Perché la ’Ndrangheta produce pochi “pentiti”? Quanti sono attualmente?

Attualmente sono un centinaio, non pochissimi dunque, e una decina i testimoni di giustizia. Mancano, a differenza di quanto è avvenuto per Camorra e Cosa nostra, pentiti che abbiano ricoperto ruoli di vertice, che siano in grado di riferire sulle decisioni, sugli affari, sulle alleanze, sui rapporti internazionali, sugli accordi con la politica. E tuttavia il fenomeno del pentitismo non si è esaurito, nonostante tutto, e questo è un dato positivo. Nel corso del 2004 si sono registrate alcune importanti, nuove collaborazioni, che hanno consentito di aprire nuovi squarci di verità su vicende ancora inesplorate.

Lei ritiene che la nuova legge, che risale al gennaio 2001, abbia indebolito questo strumento?

Non ha certo aiutato nuove collaborazioni. Accanto a misure condivisibili, ve ne sono altre discutibili, quale, tra tutte, il limite di 180 giorni per rendere dichiarazioni, palesemente insufficiente nel caso di collaboratori di grosso rilievo. A questo si accompagnano altre norme, come quelle sull’estensione del giudizio abbreviato e del patteggiamento, attraverso le quali gli imputati riescono, anche in caso di condanna per gravissimi reati, a spuntare grossi sconti di pena dal momento che i benefici sono cumulabili nel corso del medesimo processo. Chi prima decideva di collaborare per evitare la prospettiva dell’ergastolo oggi non ha più interesse a farlo dal momento che l’ergastolo di fatto non si applica più se non in casi rarissimi.

Ci sono diversi personaggi che sono diventati uomini simbolo della lotta a Cosa Nostra: Falcone, Borsellino, Impastato, Chinnici, don Puglisi e tanti altri. A loro vengono dedicati film, fiction, spettacoli teatrali. Di loro sappiamo molto, anche umanamente. Perché, invece, di chi contrasta la ’Ndrangheta si sa poco o nulla?

Forse nell’azione di contrasto sono mancati gli uomini simbolo che la Sicilia ha invece avuto: anche questo ha costituito, in fondo, motivo di scarsa visibilità del fenomeno, ma non penso che sia poi un grosso problema. È importante non tanto la presenza di singoli, per quanto di grande valore, ma di strutture efficienti e organizzate, di esperienze operative consolidate, di capacità di visione strategica di medio e lungo termine. La scelta degli uomini che guidano le strutture investigative e giudiziarie preposte all’azione di contrasto deve rispondere ai requisiti che ho detto prima. Non posso dire che sia stato questo il criterio che ha sempre guidato tali nomine.

Lei è particolarmente esposto nella lotta alla mafia calabrese. Quali ripercussioni sulla sua vita privata?

Non mi piace parlare di me.

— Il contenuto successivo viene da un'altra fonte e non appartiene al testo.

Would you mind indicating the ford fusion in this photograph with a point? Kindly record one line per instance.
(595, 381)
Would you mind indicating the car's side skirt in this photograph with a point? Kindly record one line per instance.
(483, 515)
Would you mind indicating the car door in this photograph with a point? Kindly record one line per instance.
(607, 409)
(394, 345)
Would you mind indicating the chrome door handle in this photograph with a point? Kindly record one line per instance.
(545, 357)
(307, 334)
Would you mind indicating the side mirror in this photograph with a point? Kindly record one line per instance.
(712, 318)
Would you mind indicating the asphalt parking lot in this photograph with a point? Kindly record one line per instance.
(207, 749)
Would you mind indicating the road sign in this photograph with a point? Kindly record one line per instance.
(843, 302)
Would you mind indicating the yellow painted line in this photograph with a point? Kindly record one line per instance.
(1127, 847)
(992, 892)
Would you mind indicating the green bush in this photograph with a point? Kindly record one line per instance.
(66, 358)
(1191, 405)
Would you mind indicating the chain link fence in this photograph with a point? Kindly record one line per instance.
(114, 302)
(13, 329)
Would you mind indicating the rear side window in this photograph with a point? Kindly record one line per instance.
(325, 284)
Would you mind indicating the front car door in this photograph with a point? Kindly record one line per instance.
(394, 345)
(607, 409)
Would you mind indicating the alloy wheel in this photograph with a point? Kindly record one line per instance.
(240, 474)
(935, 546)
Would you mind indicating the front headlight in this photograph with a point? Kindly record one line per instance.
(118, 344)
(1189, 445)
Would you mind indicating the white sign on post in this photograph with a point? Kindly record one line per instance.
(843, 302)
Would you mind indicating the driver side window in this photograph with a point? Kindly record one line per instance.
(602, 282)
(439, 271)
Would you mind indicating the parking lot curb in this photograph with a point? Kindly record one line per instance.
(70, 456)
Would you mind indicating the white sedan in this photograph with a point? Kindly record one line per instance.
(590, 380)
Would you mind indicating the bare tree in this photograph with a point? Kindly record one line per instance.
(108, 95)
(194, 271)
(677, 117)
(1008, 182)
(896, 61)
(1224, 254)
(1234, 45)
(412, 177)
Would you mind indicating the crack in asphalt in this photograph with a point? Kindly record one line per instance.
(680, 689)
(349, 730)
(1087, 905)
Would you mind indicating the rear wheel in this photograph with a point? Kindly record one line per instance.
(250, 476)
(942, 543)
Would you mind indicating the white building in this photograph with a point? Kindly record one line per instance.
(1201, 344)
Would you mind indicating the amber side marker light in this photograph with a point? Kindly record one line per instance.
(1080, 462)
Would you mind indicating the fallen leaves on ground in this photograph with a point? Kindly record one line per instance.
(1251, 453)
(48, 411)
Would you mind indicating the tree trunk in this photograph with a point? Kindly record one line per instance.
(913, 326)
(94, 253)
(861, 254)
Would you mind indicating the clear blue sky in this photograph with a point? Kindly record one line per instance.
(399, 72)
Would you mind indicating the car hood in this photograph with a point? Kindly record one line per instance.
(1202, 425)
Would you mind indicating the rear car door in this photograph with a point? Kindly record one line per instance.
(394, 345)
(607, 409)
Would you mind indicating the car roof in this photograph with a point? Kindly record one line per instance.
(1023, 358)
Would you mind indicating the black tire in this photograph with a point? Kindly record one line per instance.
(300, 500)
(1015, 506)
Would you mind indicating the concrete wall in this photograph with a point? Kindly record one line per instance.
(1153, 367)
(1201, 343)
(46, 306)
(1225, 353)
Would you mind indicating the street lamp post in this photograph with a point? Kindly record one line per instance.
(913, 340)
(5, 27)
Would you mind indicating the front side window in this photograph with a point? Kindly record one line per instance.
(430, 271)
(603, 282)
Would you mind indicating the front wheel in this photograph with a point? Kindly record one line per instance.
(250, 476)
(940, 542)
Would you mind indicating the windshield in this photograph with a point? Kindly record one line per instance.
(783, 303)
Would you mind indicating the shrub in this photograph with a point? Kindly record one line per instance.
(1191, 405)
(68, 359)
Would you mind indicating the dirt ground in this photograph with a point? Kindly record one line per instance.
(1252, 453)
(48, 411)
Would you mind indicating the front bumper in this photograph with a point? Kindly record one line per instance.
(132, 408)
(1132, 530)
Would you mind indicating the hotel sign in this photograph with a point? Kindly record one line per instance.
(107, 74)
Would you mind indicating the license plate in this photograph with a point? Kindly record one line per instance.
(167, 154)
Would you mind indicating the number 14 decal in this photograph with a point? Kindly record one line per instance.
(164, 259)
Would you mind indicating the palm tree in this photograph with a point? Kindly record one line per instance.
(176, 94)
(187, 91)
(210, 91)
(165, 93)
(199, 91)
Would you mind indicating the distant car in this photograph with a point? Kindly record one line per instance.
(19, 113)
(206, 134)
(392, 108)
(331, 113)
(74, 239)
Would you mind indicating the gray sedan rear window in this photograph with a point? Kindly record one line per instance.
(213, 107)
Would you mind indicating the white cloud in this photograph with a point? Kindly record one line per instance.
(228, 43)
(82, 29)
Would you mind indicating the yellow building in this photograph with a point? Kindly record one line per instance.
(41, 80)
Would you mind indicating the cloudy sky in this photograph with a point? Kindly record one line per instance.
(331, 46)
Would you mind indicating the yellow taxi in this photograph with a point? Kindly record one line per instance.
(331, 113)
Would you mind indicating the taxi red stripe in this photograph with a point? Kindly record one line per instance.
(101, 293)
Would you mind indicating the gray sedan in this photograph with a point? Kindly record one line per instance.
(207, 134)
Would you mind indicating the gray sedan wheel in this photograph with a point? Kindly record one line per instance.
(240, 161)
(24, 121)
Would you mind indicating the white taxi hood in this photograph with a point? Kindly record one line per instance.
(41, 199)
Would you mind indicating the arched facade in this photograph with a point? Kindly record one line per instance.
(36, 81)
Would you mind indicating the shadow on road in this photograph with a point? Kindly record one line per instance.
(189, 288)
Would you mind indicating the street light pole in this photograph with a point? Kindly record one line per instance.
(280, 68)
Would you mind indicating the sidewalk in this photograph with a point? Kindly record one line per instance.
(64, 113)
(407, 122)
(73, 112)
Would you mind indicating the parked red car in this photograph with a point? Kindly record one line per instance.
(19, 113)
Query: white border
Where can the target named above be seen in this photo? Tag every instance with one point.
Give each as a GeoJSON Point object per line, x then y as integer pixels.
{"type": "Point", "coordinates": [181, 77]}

Non mi sento recluso, né isolato, ma parte attiva di una struttura efficiente, organizzata compatta, come la Direzione nazionale antimafia, che a sua volta coordina le strutture territoriali (le Dda) preposte alle indagini sui reati di stampo mafioso. Quello che voglio fare rilevare è che è normale e scontato che le organizzazioni mafiose tentino di ostacolare il nostro lavoro con ogni mezzo. Meno scontato è che ostacoli ancora maggiori di quelli mafiosi provengano da determinati ambienti istituzionali, politici, sociali, che dovrebbero invece affiancare e sostenere l’operato della magistratura.

Lei crede veramente che la ’Ndrangheta possa essere sconfitta?

A patto che non si verifichino quelle condizioni di contiguità che le ho appena indicato. Una mafia che non sia sostenuta da collaboratori esterni politici e istituzionali avrebbe certamente maggiori difficoltà a difendersi da una azione di contrasto intelligente ed organizzata, protratta nel tempo e inserita in un contesto europeo e internazionale di collaborazione.